Our captain then stopped the vehicle just before a slush pit and slammed the accelerator and drove quickly in the slush pit to highlight vehicles capability.
We then moved up the hill and reached a steep incline. Captain than stopped the vehicle at 35 degree and moved his leg from the brake pedal. The Hill Assist Control came in to play holding the vehicle for upto 5 seconds and then we moved swiftly by simply pressing the accelerator pedal. The vehicle can hold itself even on the steeper inclines.
We then moved towards our next challenge and after going down another decline reached the pit where we would test the water wading ability of the vehicle.
The company claims Fortuner can wade in waters upto 700 mm and the vehicle moved easily without a drop of water entering the cabin. We then climbed a steep incline with ease and moved to test the vehicle’s roll stability.

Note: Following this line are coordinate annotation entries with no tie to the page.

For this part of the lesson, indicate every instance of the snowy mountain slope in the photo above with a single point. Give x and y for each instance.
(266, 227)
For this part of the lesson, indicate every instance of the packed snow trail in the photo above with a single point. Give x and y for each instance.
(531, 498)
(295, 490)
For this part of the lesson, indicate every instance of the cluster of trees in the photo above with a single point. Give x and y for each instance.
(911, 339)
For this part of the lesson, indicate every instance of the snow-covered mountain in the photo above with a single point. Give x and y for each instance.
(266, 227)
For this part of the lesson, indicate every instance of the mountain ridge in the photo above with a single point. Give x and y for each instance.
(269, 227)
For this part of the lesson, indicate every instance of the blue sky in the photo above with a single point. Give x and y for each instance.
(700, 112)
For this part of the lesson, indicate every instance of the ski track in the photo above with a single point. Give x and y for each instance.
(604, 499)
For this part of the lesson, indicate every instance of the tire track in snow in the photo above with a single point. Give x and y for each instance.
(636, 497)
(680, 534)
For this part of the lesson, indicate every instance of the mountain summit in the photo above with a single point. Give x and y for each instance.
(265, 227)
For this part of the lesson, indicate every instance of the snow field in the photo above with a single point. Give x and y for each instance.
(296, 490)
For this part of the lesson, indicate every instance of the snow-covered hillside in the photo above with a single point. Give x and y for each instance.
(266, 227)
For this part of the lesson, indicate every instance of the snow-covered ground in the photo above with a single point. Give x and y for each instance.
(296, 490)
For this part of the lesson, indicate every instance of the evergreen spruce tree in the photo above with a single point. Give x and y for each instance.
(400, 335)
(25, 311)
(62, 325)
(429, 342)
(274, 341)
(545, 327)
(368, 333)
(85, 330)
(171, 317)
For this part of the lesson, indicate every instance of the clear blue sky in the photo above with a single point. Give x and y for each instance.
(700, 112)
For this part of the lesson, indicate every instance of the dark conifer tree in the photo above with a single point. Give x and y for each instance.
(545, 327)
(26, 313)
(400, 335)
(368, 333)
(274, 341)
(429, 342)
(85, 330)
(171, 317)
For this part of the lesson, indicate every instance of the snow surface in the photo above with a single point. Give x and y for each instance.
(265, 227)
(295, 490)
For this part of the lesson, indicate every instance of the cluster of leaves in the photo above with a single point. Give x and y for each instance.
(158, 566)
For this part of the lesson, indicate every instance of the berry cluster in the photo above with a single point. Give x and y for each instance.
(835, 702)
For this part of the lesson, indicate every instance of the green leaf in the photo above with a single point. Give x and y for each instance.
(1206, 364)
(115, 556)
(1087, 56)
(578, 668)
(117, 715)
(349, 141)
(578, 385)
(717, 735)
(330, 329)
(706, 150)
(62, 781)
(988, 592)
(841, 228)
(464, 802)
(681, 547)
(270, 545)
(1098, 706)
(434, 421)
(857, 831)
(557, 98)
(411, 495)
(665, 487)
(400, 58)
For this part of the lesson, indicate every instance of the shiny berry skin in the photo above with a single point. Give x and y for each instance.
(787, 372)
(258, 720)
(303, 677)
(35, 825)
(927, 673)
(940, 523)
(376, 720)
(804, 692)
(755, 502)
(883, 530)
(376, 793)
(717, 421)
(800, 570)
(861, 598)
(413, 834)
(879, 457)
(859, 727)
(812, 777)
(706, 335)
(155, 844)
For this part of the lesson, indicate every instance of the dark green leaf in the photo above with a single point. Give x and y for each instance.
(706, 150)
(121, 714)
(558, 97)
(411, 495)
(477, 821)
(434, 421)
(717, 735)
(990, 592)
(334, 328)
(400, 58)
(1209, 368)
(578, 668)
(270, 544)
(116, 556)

We were made to experience Positive & Negative Side Incline which allowed one to almost touch the ground (we were not allowed to open the doors). The vehicle performed all the activities with easy thanks to the newly designed Indestructible Tough New Frame, Double Wishbone front suspension and 4-Link with Coil Spring at the rear. The diesel variants also come with Pitch & Bounce Control stabilisers which further aids the driving stability.
We ended the experiential drive at the hanger completely satisfied with the SUV’s capabilities making it a strong contender for 4×4 enthusiasts who shied away from this beast all these years.
At the Hanger the 4×4 manual and 4×4 Automatic were on display for prospective customers to book and test drive.